D’Amsterdam, février.

Rien ne peut me surprendre d’un cœur tel que le vôtre. Ce procédé-ci m’étonnerait de tout autre. Il n’y a plus de malheur pour moi que celui de n’avoir point d’ailes ; j’arrange tout ; je mets ordre à tout, pour partir.

Je fais en un jour ce que j’aurais fait en quinze. Je me tue pour aller vivre dans le sein de l’amitié ; mais, malgré toutes mes diligences, je ne pourrai partir que vers le 16 ou le 17. J’en suis au désespoir ; mais figurez-vous que j’avais commencé une besogne[1] où j’employais sept ou huit personnes par jour ; que j’étais seul à les conduire ; qu’il faut leur laisser des instructions aisées, et apaiser une famille qui s’imagine perdre sa fortune par mon absence. Enfin je suis assez malheureux pour ne partir que le 16. Soyez bien sûre, tendre et charmante amie, que je ne reviendrais pas si des rois[2] me demandaient ; mais l’amitié me rappelle, je pars. Mandez donc bien vite à la plus respectable, à la plus belle âme qu’il y ait au monde, que je ne peux partir que le 16 ; quelle compte surtout que nous sommes en février, et qu’on fait par jour tout au plus douze lieues ; qu’elle ne compte point mes journées par mes désirs : en ce cas je serais le 16 à Cirey[3]. Je finis de vous écrire pour hâter le moment de vous embrasser. Surtout ne dites à qui que ce soit que je viens en France. Je veux qu’on ignore, du moins autant qu’il sera possible, ma retraite et mon bonbeur.

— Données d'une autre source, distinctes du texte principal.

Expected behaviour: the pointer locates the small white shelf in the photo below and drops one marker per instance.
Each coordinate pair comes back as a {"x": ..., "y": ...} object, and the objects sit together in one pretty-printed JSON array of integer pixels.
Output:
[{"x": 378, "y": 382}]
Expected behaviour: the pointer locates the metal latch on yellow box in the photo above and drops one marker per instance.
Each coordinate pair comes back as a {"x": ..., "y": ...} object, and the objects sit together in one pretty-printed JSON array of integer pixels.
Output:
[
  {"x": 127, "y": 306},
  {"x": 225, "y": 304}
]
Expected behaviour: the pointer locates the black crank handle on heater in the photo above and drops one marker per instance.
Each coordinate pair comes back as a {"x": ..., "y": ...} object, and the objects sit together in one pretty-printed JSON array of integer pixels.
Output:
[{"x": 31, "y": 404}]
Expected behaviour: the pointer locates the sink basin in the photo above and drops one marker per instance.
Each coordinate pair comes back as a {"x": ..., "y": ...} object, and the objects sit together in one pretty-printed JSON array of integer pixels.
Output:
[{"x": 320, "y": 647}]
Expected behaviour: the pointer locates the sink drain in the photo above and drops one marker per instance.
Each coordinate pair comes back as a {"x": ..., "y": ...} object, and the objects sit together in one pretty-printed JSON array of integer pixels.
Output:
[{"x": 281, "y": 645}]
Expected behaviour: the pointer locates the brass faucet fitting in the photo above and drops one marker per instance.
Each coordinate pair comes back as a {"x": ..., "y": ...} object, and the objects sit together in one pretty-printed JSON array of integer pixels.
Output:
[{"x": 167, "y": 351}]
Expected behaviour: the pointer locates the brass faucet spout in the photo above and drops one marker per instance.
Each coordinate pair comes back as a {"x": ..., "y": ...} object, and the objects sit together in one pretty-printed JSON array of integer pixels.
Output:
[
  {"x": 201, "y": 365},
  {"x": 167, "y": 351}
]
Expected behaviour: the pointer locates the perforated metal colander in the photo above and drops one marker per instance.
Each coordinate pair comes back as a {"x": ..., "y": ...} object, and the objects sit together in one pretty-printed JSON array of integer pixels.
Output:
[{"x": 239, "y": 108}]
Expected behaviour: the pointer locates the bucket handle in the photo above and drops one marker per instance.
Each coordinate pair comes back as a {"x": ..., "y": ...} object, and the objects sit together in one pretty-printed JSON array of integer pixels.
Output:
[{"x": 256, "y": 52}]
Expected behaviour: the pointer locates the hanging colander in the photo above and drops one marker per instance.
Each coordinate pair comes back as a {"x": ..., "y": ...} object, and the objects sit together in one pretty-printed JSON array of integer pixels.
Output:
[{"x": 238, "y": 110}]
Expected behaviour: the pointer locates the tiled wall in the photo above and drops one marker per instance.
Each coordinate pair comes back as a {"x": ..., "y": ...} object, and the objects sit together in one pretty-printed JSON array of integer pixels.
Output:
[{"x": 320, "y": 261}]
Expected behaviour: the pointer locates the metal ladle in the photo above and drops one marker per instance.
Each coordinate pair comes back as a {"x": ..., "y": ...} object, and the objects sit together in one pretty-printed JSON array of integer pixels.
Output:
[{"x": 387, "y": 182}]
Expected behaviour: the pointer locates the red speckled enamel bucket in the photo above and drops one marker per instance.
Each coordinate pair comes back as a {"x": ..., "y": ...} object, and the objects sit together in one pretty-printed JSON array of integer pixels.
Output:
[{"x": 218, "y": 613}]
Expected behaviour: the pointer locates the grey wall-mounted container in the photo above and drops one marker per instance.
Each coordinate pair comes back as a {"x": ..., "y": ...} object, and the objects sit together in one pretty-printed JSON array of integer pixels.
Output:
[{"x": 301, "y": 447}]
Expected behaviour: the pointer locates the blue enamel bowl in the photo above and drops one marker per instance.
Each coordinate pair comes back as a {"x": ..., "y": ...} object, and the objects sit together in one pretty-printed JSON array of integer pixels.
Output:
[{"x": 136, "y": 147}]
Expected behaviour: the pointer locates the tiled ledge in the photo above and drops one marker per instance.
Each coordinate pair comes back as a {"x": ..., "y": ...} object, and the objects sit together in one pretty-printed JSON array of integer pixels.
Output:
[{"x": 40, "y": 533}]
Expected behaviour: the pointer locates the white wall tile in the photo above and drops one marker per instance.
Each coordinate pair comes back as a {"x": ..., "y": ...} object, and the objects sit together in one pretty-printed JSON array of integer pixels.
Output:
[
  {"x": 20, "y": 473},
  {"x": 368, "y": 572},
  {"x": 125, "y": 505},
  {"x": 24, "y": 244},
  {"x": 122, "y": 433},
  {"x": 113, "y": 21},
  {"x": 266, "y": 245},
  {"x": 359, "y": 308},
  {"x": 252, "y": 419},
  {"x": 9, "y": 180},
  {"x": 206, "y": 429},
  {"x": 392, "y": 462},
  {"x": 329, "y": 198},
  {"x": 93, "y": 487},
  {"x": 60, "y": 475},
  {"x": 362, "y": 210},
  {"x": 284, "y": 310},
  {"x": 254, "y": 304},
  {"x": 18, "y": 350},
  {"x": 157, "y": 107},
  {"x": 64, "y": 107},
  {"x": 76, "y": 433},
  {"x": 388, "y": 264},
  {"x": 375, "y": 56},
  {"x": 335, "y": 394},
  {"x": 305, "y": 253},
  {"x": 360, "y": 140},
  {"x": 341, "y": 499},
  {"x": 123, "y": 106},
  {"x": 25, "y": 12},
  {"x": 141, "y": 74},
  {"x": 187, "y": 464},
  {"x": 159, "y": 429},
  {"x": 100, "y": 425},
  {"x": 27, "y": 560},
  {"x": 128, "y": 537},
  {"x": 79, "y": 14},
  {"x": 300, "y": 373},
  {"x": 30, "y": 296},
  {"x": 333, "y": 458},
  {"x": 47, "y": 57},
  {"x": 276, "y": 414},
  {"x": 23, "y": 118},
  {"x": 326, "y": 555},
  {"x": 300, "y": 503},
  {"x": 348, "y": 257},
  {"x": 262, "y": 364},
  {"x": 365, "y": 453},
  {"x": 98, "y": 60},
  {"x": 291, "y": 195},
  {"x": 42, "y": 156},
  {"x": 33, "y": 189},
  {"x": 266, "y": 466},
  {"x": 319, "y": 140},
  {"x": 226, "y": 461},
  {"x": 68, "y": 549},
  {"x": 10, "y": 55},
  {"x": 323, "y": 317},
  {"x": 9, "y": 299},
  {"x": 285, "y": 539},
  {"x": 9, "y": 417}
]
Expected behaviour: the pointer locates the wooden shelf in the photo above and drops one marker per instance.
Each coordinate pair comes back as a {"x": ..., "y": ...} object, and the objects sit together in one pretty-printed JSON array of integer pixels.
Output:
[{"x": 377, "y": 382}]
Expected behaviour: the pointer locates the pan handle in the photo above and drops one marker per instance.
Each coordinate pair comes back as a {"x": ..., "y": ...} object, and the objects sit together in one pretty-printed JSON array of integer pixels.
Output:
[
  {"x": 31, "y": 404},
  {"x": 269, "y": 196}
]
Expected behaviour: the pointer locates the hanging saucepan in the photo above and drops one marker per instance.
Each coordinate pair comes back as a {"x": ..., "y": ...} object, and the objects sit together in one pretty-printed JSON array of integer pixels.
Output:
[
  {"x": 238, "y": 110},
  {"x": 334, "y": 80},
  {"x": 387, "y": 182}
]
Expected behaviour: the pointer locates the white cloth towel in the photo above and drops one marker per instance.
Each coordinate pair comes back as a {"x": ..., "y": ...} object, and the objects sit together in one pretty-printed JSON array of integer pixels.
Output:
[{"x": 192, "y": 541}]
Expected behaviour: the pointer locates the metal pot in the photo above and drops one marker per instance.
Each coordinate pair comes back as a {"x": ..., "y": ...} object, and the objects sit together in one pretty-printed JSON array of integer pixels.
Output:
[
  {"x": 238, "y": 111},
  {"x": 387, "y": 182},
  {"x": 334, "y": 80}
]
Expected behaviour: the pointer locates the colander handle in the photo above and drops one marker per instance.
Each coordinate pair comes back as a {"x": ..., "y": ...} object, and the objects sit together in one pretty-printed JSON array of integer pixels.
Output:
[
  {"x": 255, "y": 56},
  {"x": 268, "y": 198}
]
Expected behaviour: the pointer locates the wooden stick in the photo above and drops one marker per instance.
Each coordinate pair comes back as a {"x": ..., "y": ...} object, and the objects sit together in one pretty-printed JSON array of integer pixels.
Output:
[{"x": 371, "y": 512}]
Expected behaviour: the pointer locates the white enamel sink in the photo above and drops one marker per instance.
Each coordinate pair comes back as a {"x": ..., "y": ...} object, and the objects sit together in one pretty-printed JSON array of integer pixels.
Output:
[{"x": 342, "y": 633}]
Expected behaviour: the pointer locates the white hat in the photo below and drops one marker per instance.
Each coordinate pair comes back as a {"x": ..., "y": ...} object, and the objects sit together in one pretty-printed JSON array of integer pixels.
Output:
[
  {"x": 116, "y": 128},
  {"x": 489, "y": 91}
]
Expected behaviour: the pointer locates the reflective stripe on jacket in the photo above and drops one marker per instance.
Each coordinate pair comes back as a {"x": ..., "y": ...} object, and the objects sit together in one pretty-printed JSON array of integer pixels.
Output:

  1. L’impression des Éléments de la Philosophie de Newton : voyez l’avertissement de Beuchot, tome XXII, page 397.
  2. Frédéric, alors prince royal, engageait Voltaire à se rendre à Remusberg.
  3. Peut-être y a-t-il ici une faute d’impression. Voltaire, quittant Amsterdam le 16 mars, ne pouvait arriver le même jour à Cirey. S’il fût parti dés le 16 février, il n’eût pas mis un mois en route. Il arriva à Cirey, en 1737, dans la seconde quinzaine de mars. (Cl.)